Henrik Nilsen Omma wrote:
Eric S. Johansson wrote:
In short: Create a copy-left (GPL) tool to transfer text from Naturally
Speaking on Windows to Linux.
this is one half of the solution needed. Not only do you need to
propagate text to Linux but you need to provide enough context back to
windows so that NaturallySpeaking can select different grammars. It
would be nice to also modify the text injected in to Linux because
nuanced really screwed the pooch on natural text.
A few starts have been made on this, but it needs to be organised as a
proper community project and driven forward by several people.
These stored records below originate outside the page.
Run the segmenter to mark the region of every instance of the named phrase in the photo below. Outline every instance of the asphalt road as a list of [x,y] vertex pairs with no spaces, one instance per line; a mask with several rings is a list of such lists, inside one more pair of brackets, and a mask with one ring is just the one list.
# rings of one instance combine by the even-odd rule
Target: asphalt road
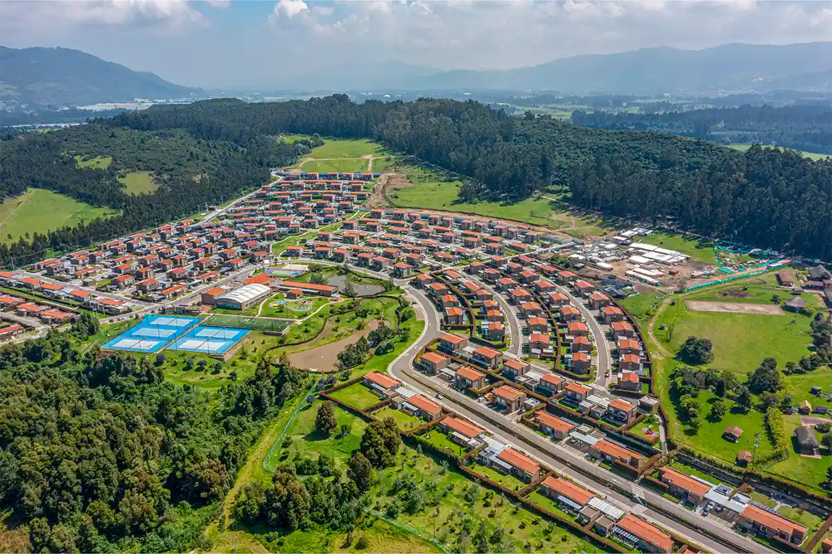
[[607,333],[604,332],[603,328],[596,321],[595,315],[589,311],[589,309],[581,302],[580,298],[577,298],[572,293],[569,289],[565,287],[561,287],[557,285],[557,290],[560,292],[569,297],[569,302],[578,309],[581,315],[583,316],[584,321],[587,322],[587,326],[589,327],[589,331],[592,333],[592,336],[595,337],[595,346],[597,350],[597,367],[598,374],[596,377],[595,382],[597,385],[602,387],[605,390],[607,390],[607,378],[605,377],[607,372],[612,369],[612,357],[610,355],[610,345],[607,341]]
[[[409,287],[406,290],[410,296],[417,300],[418,303],[417,311],[421,312],[421,316],[426,318],[425,327],[419,340],[389,365],[389,370],[394,377],[408,383],[413,388],[428,396],[433,397],[437,393],[441,393],[443,399],[440,402],[443,404],[465,415],[484,429],[488,429],[506,444],[527,452],[540,462],[557,468],[558,471],[584,483],[589,488],[604,493],[607,498],[615,500],[628,510],[655,521],[657,524],[708,550],[715,552],[731,552],[738,550],[750,552],[771,552],[759,542],[749,540],[723,527],[716,520],[703,517],[679,504],[666,500],[649,489],[598,468],[584,459],[580,453],[557,444],[524,425],[514,424],[508,418],[478,403],[473,399],[414,371],[412,369],[414,353],[423,347],[436,336],[438,323],[433,304],[421,291],[412,289]],[[519,435],[522,439],[513,434],[503,432],[509,429]],[[631,497],[619,493],[613,486],[611,486],[611,483],[625,491],[632,491],[634,495],[646,500],[648,507],[643,507],[641,503],[634,501]],[[675,517],[681,519],[685,523],[680,522]],[[697,527],[708,530],[713,535],[720,537],[721,541],[717,542],[703,534],[696,528]]]

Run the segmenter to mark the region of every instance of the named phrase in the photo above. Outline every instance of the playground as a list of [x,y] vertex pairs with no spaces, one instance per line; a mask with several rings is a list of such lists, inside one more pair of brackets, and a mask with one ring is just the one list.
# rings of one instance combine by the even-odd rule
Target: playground
[[330,302],[329,298],[310,297],[290,300],[283,292],[278,292],[263,303],[258,314],[261,317],[301,319],[314,313]]

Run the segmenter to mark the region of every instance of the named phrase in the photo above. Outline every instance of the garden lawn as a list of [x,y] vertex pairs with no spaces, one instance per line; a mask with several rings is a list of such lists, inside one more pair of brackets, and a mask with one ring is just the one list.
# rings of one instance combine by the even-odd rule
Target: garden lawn
[[373,173],[384,173],[395,163],[396,159],[393,157],[373,158]]
[[393,418],[396,421],[396,425],[402,431],[408,431],[426,423],[423,419],[410,415],[407,412],[401,409],[394,409],[389,406],[385,406],[379,411],[374,412],[373,417],[381,420],[386,419],[387,418]]
[[365,158],[317,159],[304,162],[300,170],[306,173],[367,173],[369,161]]
[[[414,184],[390,193],[397,206],[475,213],[554,229],[571,225],[566,206],[557,200],[527,199],[510,204],[498,202],[464,203],[459,201],[460,181],[448,180],[448,178],[441,174],[410,165],[404,166],[400,170],[407,174],[408,180]],[[586,233],[592,233],[592,229],[590,227],[582,228]]]
[[654,305],[658,302],[661,295],[651,292],[641,292],[632,297],[627,297],[618,301],[630,314],[636,318],[641,326],[646,325],[653,315]]
[[[794,325],[793,319],[796,321]],[[710,365],[747,373],[768,356],[775,358],[782,367],[787,361],[807,355],[811,343],[810,322],[810,318],[801,315],[694,311],[679,299],[676,306],[668,306],[659,316],[653,333],[672,352],[688,336],[710,339],[714,353]],[[662,323],[664,330],[660,329]]]
[[109,156],[95,156],[85,159],[85,156],[77,154],[75,156],[76,165],[79,168],[88,168],[90,169],[106,169],[112,163],[112,158]]
[[[338,421],[339,428],[342,424],[346,424],[349,425],[350,430],[341,438],[335,436],[338,434],[337,429],[335,434],[327,437],[314,428],[315,416],[321,404],[323,404],[321,400],[315,400],[310,406],[300,409],[286,430],[283,443],[266,460],[267,468],[275,468],[285,458],[295,459],[300,456],[317,460],[320,454],[334,458],[336,468],[342,469],[346,468],[347,460],[352,456],[353,451],[361,445],[361,435],[364,434],[367,423],[335,405],[334,406],[335,420]],[[291,438],[290,441],[287,441],[289,437]]]
[[120,210],[95,208],[45,189],[29,188],[20,196],[0,203],[0,242],[17,241],[27,233],[46,233],[120,213]]
[[[282,319],[303,319],[317,311],[320,306],[330,302],[329,298],[323,297],[308,297],[300,300],[286,300],[285,304],[275,304],[279,300],[285,300],[283,292],[278,292],[274,297],[269,298],[260,308],[258,314],[260,317],[280,317]],[[311,301],[312,306],[308,309],[300,310],[299,308]],[[255,311],[256,312],[256,306]]]
[[[808,373],[793,373],[786,375],[786,381],[789,383],[790,390],[795,404],[800,404],[804,400],[815,406],[815,404],[829,405],[832,404],[827,397],[832,395],[832,370],[820,369]],[[813,386],[822,387],[820,396],[815,396],[809,391]]]
[[527,485],[527,483],[513,475],[503,475],[493,468],[480,465],[479,463],[471,466],[471,470],[487,479],[491,479],[494,483],[503,485],[511,491],[519,490]]
[[150,171],[133,171],[118,178],[118,182],[124,185],[124,192],[136,196],[149,194],[159,188],[153,180],[153,174]]
[[465,453],[465,449],[452,441],[447,434],[439,429],[438,426],[431,428],[421,437],[437,448],[445,449],[457,454]]
[[[774,447],[765,432],[762,412],[751,409],[747,414],[740,414],[734,413],[729,409],[721,421],[711,422],[708,419],[708,414],[711,412],[709,400],[715,400],[714,395],[704,391],[700,393],[697,400],[701,407],[700,409],[701,423],[698,431],[692,434],[692,430],[686,428],[681,436],[674,435],[674,439],[690,444],[729,463],[734,463],[740,450],[749,452],[754,450],[754,436],[759,433],[760,446],[757,448],[757,457],[761,458],[773,452]],[[755,399],[755,403],[757,402],[759,400]],[[732,405],[733,402],[728,402],[728,404]],[[722,432],[731,425],[735,425],[743,430],[742,436],[736,443],[730,443],[722,438]]]
[[335,400],[345,402],[355,408],[364,409],[381,402],[381,399],[370,392],[363,383],[355,383],[329,395]]
[[381,152],[381,145],[366,139],[324,138],[324,145],[312,149],[310,157],[315,159],[360,158]]
[[713,243],[701,243],[698,237],[686,237],[676,233],[654,233],[649,237],[639,237],[639,242],[676,250],[698,262],[716,263]]

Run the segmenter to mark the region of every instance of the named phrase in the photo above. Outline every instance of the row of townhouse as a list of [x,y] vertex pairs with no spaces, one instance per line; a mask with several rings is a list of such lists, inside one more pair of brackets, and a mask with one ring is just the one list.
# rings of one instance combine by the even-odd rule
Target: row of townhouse
[[[95,292],[91,292],[79,288],[73,288],[72,287],[67,285],[47,282],[45,281],[41,281],[39,279],[27,277],[13,272],[0,272],[0,282],[3,283],[7,287],[24,290],[27,292],[35,293],[45,298],[50,298],[56,301],[78,302],[82,307],[88,310],[100,311],[112,316],[127,313],[133,308],[133,304],[131,302],[113,298],[106,298],[99,296]],[[23,299],[12,295],[5,296],[3,298],[4,300],[0,300],[0,309],[3,309],[3,307],[17,307],[20,304],[27,303],[24,302]],[[32,305],[37,304],[37,302],[27,303]],[[53,311],[56,311],[56,310],[48,310],[47,311],[49,313],[47,314],[47,316],[54,319],[54,321],[50,322],[63,323],[70,321],[73,316],[72,314],[66,314],[64,312],[61,312],[62,315],[58,316],[58,314],[52,313]],[[57,310],[57,311],[60,312],[61,311]],[[32,311],[32,313],[35,312]]]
this is a difficult task. There is a very nice package called voice
coder spearheaded by Alain Desilets up at nrc-it in conjunction with
David Fox. They haven't gotten a whole lot of additional contributions.
People with upper extremity disorders tend not to volunteer a whole
lot because quite frankly life is bouncing physical pain against what
needs to be done. It's exhausting.
The user
interface should aim to be better than what the native Windows NS
version has. It should be speech engine and OS agnostic. That way you'll
get people using it to transfer speech between all sorts of different
systems, and it will get more use and development. You should be able to
easily plug in a free engine like Sphinx (so these will be encouraged to
improve) or even Vista's native system, which will be very widespread.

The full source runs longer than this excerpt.